O’Brady got out first and collected his gear. “Good luck,” Rudd told him, “I think we’re both going to make it.”
They hugged goodbye, likely their last human contact for at least two months. Then, while O’Brady strapped into his sled, the plane drove about a mile away to Rudd’s parallel starting point. (That means O’Brady technically had about a 10-minute head start, but it will likely prove negligible over such a long distance).
The Ronne Ice Shelf is 600-feet thick, floating in the ocean yet fused to shore. They began three miles away from their first way point and the beginning of the Antarctic continent. That’s where O’Brady set up camp, on the lip of the continent, after a three-hour haul.
The sky was still blue — there are 24 hours of daylight in the Antarctic summer — and it was a relatively balmy minus 25 Fahrenheit (minus 32 Celsius), without a trace of wind.
Despite the good weather, O’Brady was content to pace himself and build up to the longer days ahead. “Once you get in that rhythm or routine, that flow state starts to hit,” O’Brady said from his satellite phone.
But the weather will not always be so favorable.
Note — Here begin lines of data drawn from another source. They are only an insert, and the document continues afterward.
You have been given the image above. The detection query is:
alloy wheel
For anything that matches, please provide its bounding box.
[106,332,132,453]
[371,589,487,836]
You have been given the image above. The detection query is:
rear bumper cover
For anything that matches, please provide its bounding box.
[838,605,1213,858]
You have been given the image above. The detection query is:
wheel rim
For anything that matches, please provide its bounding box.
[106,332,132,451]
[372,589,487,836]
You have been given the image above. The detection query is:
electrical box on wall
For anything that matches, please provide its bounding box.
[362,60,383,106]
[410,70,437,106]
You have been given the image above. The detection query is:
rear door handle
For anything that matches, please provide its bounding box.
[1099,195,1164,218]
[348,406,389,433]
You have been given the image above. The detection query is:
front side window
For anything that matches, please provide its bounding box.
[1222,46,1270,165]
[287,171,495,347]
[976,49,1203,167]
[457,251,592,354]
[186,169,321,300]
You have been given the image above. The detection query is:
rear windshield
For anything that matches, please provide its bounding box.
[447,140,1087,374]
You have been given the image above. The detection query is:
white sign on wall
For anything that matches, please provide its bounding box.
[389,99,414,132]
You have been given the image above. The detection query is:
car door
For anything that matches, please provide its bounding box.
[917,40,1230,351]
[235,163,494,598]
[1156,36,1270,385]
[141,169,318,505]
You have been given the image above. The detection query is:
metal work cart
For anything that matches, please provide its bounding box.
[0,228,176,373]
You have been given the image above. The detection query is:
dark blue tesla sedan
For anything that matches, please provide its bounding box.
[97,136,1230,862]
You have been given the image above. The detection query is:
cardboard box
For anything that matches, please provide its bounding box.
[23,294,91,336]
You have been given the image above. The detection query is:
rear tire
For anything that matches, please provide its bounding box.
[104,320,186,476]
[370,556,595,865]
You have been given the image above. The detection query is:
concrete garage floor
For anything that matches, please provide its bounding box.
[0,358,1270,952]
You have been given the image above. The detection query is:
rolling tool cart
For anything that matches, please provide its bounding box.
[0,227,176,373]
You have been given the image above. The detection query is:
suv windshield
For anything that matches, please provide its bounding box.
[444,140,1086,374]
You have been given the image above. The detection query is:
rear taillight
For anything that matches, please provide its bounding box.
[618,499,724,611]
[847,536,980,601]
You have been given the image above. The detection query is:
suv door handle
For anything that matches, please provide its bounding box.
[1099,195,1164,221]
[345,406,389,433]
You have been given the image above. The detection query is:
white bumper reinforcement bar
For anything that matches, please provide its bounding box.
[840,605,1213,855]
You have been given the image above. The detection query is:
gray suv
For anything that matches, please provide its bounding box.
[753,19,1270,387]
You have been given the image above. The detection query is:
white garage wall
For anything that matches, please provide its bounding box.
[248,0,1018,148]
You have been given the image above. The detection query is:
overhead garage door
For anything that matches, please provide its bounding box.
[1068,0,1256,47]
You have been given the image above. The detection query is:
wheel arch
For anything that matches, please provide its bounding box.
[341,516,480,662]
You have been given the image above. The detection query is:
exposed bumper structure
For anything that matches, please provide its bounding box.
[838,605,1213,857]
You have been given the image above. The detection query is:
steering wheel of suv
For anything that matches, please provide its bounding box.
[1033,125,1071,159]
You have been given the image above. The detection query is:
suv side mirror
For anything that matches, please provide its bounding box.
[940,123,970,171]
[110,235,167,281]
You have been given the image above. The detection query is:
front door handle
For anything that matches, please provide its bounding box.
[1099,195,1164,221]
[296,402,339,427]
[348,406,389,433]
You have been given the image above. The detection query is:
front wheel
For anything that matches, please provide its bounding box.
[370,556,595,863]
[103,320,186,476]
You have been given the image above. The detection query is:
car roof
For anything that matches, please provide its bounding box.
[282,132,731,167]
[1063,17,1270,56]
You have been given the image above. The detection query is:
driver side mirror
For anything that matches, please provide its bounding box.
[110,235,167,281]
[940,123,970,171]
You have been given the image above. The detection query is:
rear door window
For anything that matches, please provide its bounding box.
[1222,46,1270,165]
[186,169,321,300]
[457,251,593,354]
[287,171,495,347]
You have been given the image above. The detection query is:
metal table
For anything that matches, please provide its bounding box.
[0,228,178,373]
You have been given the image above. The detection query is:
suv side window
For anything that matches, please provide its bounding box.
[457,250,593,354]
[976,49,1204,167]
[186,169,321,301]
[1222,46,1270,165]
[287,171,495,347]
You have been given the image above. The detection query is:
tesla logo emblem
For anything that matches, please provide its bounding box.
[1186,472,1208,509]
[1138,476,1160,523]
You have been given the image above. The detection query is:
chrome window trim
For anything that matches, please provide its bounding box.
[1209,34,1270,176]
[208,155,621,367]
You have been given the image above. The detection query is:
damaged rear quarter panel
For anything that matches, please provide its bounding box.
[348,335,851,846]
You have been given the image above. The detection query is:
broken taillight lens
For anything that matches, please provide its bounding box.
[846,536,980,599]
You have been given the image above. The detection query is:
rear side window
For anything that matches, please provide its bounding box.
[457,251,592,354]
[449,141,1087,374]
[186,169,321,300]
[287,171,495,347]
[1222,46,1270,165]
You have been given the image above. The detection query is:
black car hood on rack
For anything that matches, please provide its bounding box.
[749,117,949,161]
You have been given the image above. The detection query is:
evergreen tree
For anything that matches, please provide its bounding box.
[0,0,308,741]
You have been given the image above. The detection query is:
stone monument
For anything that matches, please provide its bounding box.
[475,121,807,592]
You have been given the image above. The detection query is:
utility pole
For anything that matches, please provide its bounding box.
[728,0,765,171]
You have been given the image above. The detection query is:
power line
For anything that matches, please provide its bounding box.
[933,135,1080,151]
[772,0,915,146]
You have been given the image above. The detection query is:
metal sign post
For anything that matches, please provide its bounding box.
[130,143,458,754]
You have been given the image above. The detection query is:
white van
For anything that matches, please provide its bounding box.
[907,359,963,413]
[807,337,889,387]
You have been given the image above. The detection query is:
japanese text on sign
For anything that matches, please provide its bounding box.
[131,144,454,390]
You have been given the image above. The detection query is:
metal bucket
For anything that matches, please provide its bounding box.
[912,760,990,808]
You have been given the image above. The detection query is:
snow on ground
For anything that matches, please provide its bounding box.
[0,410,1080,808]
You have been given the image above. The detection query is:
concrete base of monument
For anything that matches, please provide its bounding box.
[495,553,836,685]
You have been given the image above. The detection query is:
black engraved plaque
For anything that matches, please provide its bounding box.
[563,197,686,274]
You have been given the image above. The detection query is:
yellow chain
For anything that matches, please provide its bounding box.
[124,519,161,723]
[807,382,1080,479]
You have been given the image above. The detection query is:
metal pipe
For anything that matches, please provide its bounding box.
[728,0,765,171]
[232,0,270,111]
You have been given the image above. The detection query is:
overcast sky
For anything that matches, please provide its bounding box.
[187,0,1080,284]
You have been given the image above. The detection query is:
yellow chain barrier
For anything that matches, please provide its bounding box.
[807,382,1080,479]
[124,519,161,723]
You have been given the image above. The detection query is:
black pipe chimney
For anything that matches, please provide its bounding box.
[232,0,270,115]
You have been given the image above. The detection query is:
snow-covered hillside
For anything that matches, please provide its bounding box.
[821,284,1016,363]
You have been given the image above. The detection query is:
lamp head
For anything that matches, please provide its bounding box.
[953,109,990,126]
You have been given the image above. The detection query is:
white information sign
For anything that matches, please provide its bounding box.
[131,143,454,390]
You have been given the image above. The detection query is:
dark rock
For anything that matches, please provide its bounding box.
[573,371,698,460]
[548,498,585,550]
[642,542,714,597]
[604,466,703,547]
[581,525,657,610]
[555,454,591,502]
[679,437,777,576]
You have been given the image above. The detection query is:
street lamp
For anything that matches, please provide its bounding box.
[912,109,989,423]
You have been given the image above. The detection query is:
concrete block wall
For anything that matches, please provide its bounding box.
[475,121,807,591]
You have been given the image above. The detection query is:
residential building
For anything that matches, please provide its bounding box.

Temperatures can drop below minus 50 Fahrenheit (minus 45 Celsius), even in summer, and should a storm delay their progress and force them to remain in their tents for days, the competitors could run out of food.
Both men brought five days’ reserve, just in case.
Other dangers include hypothermia, frostbite and a chafing condition known as polar thigh. Infected wounds fester because the body heals more slowly in the cold.
Winds have been measured at up to nearly 60 miles per hour on the polar plateau, and if a strong gust carries away their tent, the journey will end right then.
Even milder winds can create whiteout conditions, when snow swirls and a polar fog can blot out the sky and whip the snow’s surface into sastrugi: wavelike speed bumps that can extend for miles and make hauling a heavy sled slow going. Both men have fallen in crevasses on other expeditions.
Then again, perhaps their greatest threat will be one another.
With two competitors attempting the crossing at the same time, will they track each other’s progress too closely? Push themselves past the point of exhaustion into mortal danger?
On their first day, Rudd went a little harder than O’Brady and skied 4.6 miles to grab an early lead. He maintained that edge for the next few days, but in nearly whiteout conditions Thursday, when both men had to stare at compasses bracketed to their chests to stay on track, O’Brady marched 20 miles in 12 hours to catch Rudd. On Friday, again in whiteout conditions, he pushed past Rudd and grabbed his first lead.
Whoever wins, if successful, these two men will be forever linked in polar lore.
“People have been trying to do this for 100 years, and nobody has successfully done it yet,” O’Brady said. “And here are two guys both pushing each other to hopefully conquer an impossible feat.”